By maintaining the fluids separate until discharge the maximum momentum energy of the water is efficiently utilized to achieve better reach and atomization, i.e. increased snowmaking capacity. Optimum air flow exit velocity is achieved to improve nucleation due to refrigerating properties of the expanding air at higher velocities. A low constant airflow volume (approximately 200 cfm) compared to the high variable flow of existing guns results in less noise. Thile the use of a turbine 7 is preferred, because water passing through the valve is atomized, the turbine can be omitted. The use of the spinning teeth 7 turbine results in a wide annular water curtain. The self-carrying properties of the water results in reduced energy consumption compared to the use of a homogeneous mixture, especially when water pressures can be higher than air pressure.

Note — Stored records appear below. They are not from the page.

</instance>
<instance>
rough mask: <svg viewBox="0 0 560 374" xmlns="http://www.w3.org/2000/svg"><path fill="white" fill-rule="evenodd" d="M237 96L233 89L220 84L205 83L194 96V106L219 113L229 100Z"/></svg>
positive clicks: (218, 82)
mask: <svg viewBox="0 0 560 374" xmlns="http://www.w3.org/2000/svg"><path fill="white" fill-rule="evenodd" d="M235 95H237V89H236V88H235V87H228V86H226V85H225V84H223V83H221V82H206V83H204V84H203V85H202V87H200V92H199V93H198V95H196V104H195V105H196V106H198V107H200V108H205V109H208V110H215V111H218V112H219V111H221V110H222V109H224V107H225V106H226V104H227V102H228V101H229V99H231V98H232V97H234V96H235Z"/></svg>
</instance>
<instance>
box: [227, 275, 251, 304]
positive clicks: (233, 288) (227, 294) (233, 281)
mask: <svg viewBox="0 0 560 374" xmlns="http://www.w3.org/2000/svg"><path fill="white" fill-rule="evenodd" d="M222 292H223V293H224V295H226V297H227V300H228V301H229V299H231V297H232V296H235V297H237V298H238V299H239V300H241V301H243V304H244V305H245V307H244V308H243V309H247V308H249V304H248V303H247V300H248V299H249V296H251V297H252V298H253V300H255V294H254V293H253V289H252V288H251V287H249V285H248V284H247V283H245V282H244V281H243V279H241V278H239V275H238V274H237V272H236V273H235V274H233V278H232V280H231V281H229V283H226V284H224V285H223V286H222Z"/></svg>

The annular air stream expands and its velocity is reduced to that of the water stream. The air stream acts as a water droplet carrier for the first droplets exiting the plume to reduce the dribbling effect. Such first droplets are finely atomized and carried away by the high peripheral air velocity. The use of a flaring mouth 103 in the gun shapes the annular air stream and provides a base for an annular resonator cavity 105. The use of an annular resonator cavity 105 creates a sonic field at the mouth of the gun. Resonant vibrations developing in the cavity are transmitted through the air stream into the wide annular water curtain. The resonant vibrations enhance- water atomization already occurring downstream of the water discharge valve (disc 4), but with much less energy than required by direct contact of compressed air with water (or a mixture of compressed air and

water) . The high frequency waves produced by the resonator cavity 105 result in a chopping effect which breaks the liquid stream into extremely small droplets.

The use of the gun permits the use of a constant air supply independently of ambient air temperature. The energy supply is constant as is the case with fan type machines. Water volume is controlled using a valve in the gun rather than by making water pressure adjustments (as is done in existing guns). Thus high water pressure can be maintained at marginal temperatures when the pressure is required to produce good quality snow.

Finally, the energy requirements of the gun of the present invention are only slightly higher than those for fan type machines, and are substantially lower than those for the best performing existing compressed air guns.